The mature female Linophryne indica has a laterally compressed, oval body. The head is broad and the large, oblique mouth extends behind the eye. The teeth are large and sharp, there being four longitudinal rows in the upper jaw and three in the lower jaw, as well as a single pair of vomerine teeth in the roof of the mouth. The sphenotic spines (above the eyes) are large and there is a prominent angulare spine. The illicium on the snout is short and broadens into the rather larger esca at its tip. This has a number of short filaments and a long trailing appendage. There is a barbel on the chin with a single stem, branching into a bunch of short branches. The head and body colour is black, with the melanophores mostly arranged in two longitudinal bars, and the fins are colourless.

Females grow to a length of about 50 mm while free-living males may achieve 18 mm. The males are similar to other members of the genus but can be distinguished from them by the pigmentation, with melanophores concentrated in two longitudinal bars, and by the lack of sphenotic spines (above the eyes).

==Distribution==
Linophryne indica is native to the tropical and subtropical Indian and Pacific Oceans where is occurs in the mesopelagic and the bathypelagic zones at depths ranging from about 150 to 2000 m.

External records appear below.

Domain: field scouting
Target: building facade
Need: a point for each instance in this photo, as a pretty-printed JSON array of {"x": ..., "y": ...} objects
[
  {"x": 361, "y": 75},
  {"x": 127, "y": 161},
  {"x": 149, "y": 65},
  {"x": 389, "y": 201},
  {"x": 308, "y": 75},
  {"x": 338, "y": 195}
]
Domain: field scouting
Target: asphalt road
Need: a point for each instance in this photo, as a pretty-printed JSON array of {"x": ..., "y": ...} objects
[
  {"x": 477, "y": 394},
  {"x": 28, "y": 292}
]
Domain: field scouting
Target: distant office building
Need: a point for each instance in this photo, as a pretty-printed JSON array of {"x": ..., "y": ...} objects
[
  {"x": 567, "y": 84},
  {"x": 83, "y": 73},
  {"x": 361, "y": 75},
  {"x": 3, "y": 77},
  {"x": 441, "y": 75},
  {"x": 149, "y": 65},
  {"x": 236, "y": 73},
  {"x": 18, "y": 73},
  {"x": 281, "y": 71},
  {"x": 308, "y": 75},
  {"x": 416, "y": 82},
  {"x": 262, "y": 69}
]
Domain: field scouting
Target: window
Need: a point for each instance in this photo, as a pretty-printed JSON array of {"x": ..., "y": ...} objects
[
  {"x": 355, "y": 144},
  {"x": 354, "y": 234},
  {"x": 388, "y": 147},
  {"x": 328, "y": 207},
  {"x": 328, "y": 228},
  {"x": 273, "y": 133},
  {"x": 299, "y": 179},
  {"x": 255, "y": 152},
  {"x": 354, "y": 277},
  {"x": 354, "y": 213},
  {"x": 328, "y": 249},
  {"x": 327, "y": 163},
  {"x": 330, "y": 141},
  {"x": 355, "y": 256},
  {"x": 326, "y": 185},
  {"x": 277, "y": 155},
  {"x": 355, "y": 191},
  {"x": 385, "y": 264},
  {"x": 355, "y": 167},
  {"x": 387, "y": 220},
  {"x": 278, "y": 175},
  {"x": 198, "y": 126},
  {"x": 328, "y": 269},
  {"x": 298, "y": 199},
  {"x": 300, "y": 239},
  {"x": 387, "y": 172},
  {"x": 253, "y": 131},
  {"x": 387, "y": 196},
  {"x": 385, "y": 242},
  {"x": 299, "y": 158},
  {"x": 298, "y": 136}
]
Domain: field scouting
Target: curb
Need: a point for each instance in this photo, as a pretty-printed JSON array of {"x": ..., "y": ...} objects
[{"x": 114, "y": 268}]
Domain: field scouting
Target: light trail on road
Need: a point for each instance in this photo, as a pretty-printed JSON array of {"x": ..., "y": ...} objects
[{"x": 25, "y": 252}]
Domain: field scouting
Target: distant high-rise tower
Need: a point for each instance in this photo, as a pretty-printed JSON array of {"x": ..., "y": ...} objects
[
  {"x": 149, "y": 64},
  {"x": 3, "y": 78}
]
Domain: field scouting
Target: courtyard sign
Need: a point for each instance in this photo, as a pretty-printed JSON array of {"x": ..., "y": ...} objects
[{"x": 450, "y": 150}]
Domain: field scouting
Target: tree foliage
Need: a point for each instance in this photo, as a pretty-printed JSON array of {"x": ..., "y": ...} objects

A fossil of L. indica and one of the closely related netdevil (Borophryne apogon) were found in Upper Miocene laminated deposits in the eastern sector of the Los Angeles Basin, California during construction of a metro line subway station in Los Angeles. The assemblage of anglerfish included several other extant species, leading the researchers to comment, "Representatives of this suborder are almost completely absent in the sedimentary record preceding the upper portion of the Miocene, thereby implying that the age of divergence of the different ceratioid clades cannot be established with precision. However, the occurrence of
extant genera of the families Oneirodidae and Linophrynidae documented herein clearly suggests that the cladogenesis of the various ceratioid groups occurred well before the Late Miocene."